Letting go is a Cool Move 

A trip to a museum with children is a microcosm of parenting. You want your kids to have fun while they learn, of course. But you don't want them running all over the place knocking stuff down while they're at it. So how to maintain control while still giving them freedom?

            I can't help you with the parenting question, but I can guide you to a museum exhibition designed specifically for children to explore on their own. Cool Moves! The artistry of motion, at the Rochester Museum and Science Center through June 22, has 15 stations that reveal different aspects of motion --- chaos vs. patterns, vibration vs. linear, repeating vs. nonrepeating, etc. With two tornados that kids can manipulate, a ripple tank that throws shadow patterns onto the floor, and a wall of motion-triggered lights, this is one exhibit that allows parents to take a back seat as kids lead the learning.

            The show has almost no signage, which at first I thought was an oversight. In the past decade, museum labels and wall text have bulked up like an athlete on steroids. Remember when a small label containing key information about the object, date, and country sufficed? Now it seems every painting, dinosaur bone, and computer model in every museum comes with a mini-thesis that I, as a dutiful parent, feel required to read out loud as my bored children fidget.

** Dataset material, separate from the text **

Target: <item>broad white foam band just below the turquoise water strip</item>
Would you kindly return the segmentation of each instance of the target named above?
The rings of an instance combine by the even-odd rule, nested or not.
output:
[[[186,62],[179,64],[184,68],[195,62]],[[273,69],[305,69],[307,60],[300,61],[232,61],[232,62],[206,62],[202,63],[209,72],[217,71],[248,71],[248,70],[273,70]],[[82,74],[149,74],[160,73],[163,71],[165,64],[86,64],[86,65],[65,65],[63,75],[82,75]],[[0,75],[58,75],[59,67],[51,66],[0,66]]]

            I ran along behind my two sons and their friends as they approached the exhibit, in case they had questions. While I was looking for a label to read, the kids got right to work without me. The 6-year-old and his friend were drawn to the cars with crazy wheels on an adjustable track. They were busily putting gear-edged wheels on one car, smooth on the other, when I came over eager to help. "Which wheels will make the cars go faster--?" I began.

            "Look out!" my son said, zooming them down the track. "Bumpy tires lose!" It seemed I wasn't needed.

            This is exactly what exhibit designers planned, says Calvin Uzelmeier, who helped develop Cool Moves. The label copy is minimal, he says, because they wanted to encourage all kinds of play.

            "The exhibition is designed for a lot of open experimentation," Uzelmeier says. "It's about appreciating the forms of motion, not just the physics but the inherent aesthetics, the way it moves, the way it sounds." This is unlike traditional science museum displays, where the viewer's interaction is scripted. "We're not telling you to push this button, turn this knob, and you'll see what it does," he says. "There's infinite possibilities in each one."

            But still, wasn't I the mother? Wasn't I supposed to be teaching the kids about what they were learning? I trailed after my 9-year-old, who was working with a pendulum and several large magnets. "Pendulums swing back and forth," I said, feeling like I had to say something, however idiotic. But he didn't hear me; he was completely absorbed in moving the magnets and watching the pendulum swing in wild reaction to them. Not only was he learning without me, he could teach me a thing or two.

            Uzelmeier has seen my brand of over-involved parenting before, and tries to be gentle in his assessment of it. "Parents want to tell their kids 'This is what this is about.' They are afraid of learning through play," he says, blaming the rigid way science was taught years ago. "There is a lot of learning that can be done when you give children the freedom to play."

While there's nothing new about the concept of hands-on learning, this show goes several steps farther than most. With its pared-down signage, wide-open possibilities, and emphasis on accessibility, it really engages children. And that's no accident.

            The Cool Moves designers --- a team of educators and scientists from the RMSC and the Sciencenter in Ithaca --- tried out each station on children and then brought them back to the lab for improvement.

            For example, the first station in the exhibit has four globes of swirling green liquid on pedestals. "When we tested it on some children, we noticed that they stood in the middle of the globes and looked at them," Uzelmeier says. "They were waiting for something to happen." The team added lights. "Now when you stand in between the four globes and step on small floor pads, the globes light up," he says.

            My children and their friends loved jumping on the pads and watching the orbs light up. Everyone wanted to know what they were filled with and I, in a break from my traditional role as all-knowing parent, didn't try to make something up.

Nothing about Cool Moves is static, not even the show itself. Even after installing it, the team continued to make changes. "We still spend time watching the visitors, talking to them," Uzelmeier says. So many teachers requested information about the science of motion that the team had a video made. It runs continuously in the exhibit.

            Even the exhibition's minimal signage is subject to change, if visitors request more information. Right now there is one question the team hears constantly. "We might have to make up one more little sign," Uzelmeier says, "that explains what's in the orbs."